Discovering Mutations in fisheries-induced Selection of Zebrafish

Discovering Mutations in fisheries-induced Selection of Zebrafish
Zebrafish Variant Calling Training Project

Image by Petr Kuznetsov from Pixabay


🐟 Variant Calling in Zebrafish

In this post, I document a hands-on training project I conducted using real sequencing data from the zebrafish study PRJNA630223. This study from University of Glasgow investigated how fisheries-induced selection —specifically simulated trawling— affects the genetic landscape of zebrafish, with a focus on how population density modulates these responses.

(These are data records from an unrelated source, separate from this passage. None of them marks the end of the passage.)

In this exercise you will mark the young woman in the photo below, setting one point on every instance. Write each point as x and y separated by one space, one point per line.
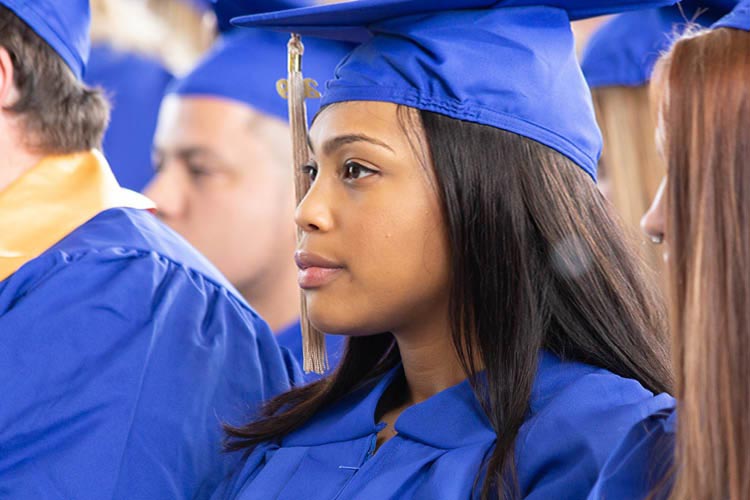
502 337
617 62
703 95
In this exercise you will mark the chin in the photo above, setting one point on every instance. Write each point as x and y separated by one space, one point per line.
334 321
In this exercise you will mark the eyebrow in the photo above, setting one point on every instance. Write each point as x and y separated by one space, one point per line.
331 145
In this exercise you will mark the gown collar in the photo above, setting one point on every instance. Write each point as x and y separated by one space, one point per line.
52 199
453 418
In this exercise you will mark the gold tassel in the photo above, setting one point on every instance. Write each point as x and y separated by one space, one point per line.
297 89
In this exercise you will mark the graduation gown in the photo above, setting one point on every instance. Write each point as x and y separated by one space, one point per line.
640 465
578 414
121 348
291 339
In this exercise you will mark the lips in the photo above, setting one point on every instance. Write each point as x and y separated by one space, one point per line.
315 271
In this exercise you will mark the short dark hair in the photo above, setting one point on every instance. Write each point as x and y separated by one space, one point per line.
59 113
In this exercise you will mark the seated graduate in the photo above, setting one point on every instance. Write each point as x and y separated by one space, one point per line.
502 336
698 451
222 155
122 348
617 63
134 82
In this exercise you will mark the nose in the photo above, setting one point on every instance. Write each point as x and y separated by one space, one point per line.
166 190
653 222
313 213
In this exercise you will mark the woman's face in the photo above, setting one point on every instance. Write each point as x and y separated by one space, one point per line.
374 255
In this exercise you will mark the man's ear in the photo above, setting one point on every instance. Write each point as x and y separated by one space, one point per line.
7 87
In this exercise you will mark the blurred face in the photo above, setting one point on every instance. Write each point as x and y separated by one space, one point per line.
223 182
374 253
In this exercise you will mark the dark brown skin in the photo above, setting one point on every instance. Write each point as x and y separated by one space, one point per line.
373 209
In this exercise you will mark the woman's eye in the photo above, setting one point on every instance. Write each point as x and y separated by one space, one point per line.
310 171
355 171
197 171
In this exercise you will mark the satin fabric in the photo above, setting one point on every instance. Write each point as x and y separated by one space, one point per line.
123 351
508 64
641 464
578 414
135 86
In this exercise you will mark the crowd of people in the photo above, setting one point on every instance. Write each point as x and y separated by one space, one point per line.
374 249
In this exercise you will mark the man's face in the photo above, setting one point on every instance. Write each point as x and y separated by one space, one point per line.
224 182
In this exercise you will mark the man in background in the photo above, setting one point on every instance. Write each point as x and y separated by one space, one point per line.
121 349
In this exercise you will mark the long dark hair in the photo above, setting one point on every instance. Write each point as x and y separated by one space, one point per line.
537 261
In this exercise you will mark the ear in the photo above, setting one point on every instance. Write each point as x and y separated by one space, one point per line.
7 87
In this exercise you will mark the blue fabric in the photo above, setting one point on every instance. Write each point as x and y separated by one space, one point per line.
135 86
291 339
578 414
63 24
739 18
225 10
641 464
122 350
245 65
509 64
625 49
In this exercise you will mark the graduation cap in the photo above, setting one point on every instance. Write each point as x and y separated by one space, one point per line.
63 24
225 10
245 65
624 50
508 64
739 18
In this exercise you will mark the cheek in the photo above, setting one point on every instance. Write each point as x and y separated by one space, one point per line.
397 270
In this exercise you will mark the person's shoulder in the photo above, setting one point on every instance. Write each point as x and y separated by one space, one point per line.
126 244
578 416
571 389
123 233
640 465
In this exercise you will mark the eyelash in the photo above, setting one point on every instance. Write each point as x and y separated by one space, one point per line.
311 170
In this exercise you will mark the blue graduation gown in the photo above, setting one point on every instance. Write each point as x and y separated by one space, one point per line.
122 351
135 85
578 414
640 466
291 339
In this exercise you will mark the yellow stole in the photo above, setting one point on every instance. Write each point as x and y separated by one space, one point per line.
52 199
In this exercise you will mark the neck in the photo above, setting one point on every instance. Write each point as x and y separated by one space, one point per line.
14 162
430 362
276 297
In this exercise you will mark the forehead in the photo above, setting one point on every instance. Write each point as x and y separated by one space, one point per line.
379 120
191 120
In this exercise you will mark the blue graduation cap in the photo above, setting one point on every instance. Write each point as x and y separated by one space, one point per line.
739 18
244 65
509 64
63 24
623 51
225 10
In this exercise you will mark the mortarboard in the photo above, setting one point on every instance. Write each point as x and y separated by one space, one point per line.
245 65
63 24
624 50
225 10
509 64
739 18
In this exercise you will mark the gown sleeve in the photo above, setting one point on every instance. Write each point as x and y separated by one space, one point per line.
563 448
117 368
639 467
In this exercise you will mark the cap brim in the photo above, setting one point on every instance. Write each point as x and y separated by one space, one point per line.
349 20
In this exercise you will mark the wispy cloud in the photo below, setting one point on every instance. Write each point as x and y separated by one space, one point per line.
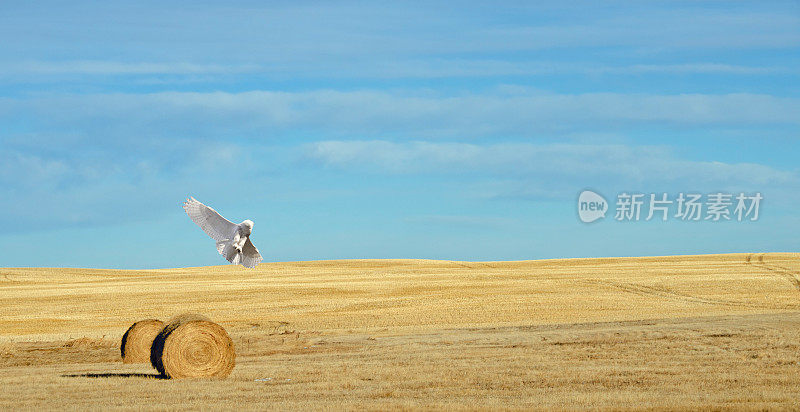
386 113
100 67
549 170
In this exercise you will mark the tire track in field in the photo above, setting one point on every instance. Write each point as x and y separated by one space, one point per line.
784 272
665 293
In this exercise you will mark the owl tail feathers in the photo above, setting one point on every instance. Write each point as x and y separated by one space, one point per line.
229 252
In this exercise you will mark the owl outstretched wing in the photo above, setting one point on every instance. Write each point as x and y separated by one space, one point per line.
209 220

📚 The original study involved over 90 zebrafish samples, reared under different density conditions, gender and subjected to repeated harvest. However, my project only analyzes four samples for training purposes.


🧪 Objective

The goal of this project was to practice and understand the steps involved in a variant calling pipeline, from raw sequencing reads to functional variant annotation.


🧬 Data Used

I selected four male zebrafish samples, all from the baseline density group:

  • 2 “Captured” fish: caught during simulated trawling
  • 2 “Escaped” fish: those that evaded capture

This distinction is relevant because the study explores how behavioral traits like sociality or boldness may lead to capture-associated selection, potentially leaving genomic signatures that differ between groups.

📝 Sample details and Accession IDs:

  • Captured1: SRR11676923
  • Captured2: SRR11676919
  • Escaped1: SRR11676853
  • Escaped2: SRR11676862

🔬 Pipeline Overview

All steps were conducted using open-source tools within a Galaxy + Jupyter environment:

  1. Data download from ENA
  2. Quality control using FastQC & MultiQC
  3. Trimming low-quality reads using fastp
  4. Alignment with minimap2
  5. SAM/BAM processing using samtools
  6. Variant calling with freebayes
  7. Filtering based on quality (QUAL ≥ 20) using vcffilter
  8. Annotation using Ensembl’s VEP with a custom zebrafish GTF using Galaxy EU

📊 Results

Note: These results are purely descriptive and reflect only the four samples I selected for training. They’re not representative of the full study and aren’t meant to support any biological claims — just to help me learn from real data.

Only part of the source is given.